For us, again as a platform company, we have so many opportunities to advance and help. It’s really listening to the market. What we are hearing from caregivers and business operations associates is that supply chain becomes a huge issue. We saw human capital management evolve and the role of chief human resources officer created around the country, and we expect to see more senior executive supply chain personnel taking roles in the strategy of the organization.

We also see a huge need around real-time location services in contact tracing, to be able to efficiently understand where a diagnosed patient has been, what equipment they have touched, and where that equipment is at the moment. Apple and big tech companies are working on that for consumer. We have solutions, but more importantly, we need to continue to evolve that inside of the hospital system. It’s critical when you have something like COVID-19 or Ebola that you know where things are, whether they are usable, and who is coming in contact with them.

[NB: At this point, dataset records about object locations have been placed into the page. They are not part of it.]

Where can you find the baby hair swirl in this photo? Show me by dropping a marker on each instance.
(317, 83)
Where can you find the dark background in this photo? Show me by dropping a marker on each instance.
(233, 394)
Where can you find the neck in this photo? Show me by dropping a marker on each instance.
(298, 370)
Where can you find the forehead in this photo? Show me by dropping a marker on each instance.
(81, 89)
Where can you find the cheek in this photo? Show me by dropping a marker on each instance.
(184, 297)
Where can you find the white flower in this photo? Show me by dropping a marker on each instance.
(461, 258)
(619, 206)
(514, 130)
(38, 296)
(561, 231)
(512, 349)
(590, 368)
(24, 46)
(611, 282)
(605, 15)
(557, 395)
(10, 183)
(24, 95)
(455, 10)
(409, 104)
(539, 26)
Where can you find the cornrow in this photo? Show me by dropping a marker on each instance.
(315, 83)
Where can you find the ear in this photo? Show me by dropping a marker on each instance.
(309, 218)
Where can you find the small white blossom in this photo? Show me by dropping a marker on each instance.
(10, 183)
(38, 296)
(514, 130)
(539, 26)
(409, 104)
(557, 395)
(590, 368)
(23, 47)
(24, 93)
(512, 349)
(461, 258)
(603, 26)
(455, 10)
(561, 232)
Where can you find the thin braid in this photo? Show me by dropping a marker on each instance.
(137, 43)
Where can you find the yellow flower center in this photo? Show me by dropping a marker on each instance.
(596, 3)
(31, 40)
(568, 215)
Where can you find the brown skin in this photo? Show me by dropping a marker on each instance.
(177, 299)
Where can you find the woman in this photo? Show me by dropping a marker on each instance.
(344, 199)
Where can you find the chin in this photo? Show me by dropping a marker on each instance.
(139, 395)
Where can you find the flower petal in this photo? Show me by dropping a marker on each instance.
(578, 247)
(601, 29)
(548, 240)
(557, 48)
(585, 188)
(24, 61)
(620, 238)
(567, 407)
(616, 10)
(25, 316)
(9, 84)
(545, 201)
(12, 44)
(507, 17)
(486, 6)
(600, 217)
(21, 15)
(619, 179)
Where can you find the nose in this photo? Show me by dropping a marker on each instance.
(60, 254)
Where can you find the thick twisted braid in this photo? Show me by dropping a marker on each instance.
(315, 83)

The pandemic seems to be accelerating the health system acquisitions that create sprawling regional or even national enterprises. How do you respond as your customers get bigger and move into business areas that don’t involve traditional hospital operations?

You respond by listening, even though that is a bit of an obvious answer. We also try to educate ourselves to become healthcare experts. We spend a lot of time talking to outside interests, outside experts, and trying to understand where we should push, advance, and lead through thoughts and action.

We saw two things advance during the pandemic. We saw not only telehealth and the inevitability of pushing healthcare out more directly into the community, but we also saw an evolved need for inpatient facilities. We had been moving away from that over the last decade as we attempted to decentralize healthcare, but all of a sudden, we saw this need to ramp up quickly.

As a software vendor, the key is flexibility. Are we making core investments in the things that we do well today? Are we making core investments in technologies that allow us to be flexible, like contact tracing and interoperability, things that allow us to move where healthcare is and to bring our solutions and services where our customers need them, not where we think we’ve designed them to operate? That’s a critical piece.

Do you have any final thoughts?

We hope that investors and users will give us the opportunity to display how a traditional ERP company can become central to a mission. It’s not enough to upgrade technology, create a better user look and feel, and deliver greater functionality in its traditional sense. We can be accretive to the broader picture of healthcare by providing this healthcare operations platform that helps balance out that ecosystem, works together with clinical, and advances the overall mission of the organization. That’s what Infor is looking to do, and we invite others to speak with us and give us that chance.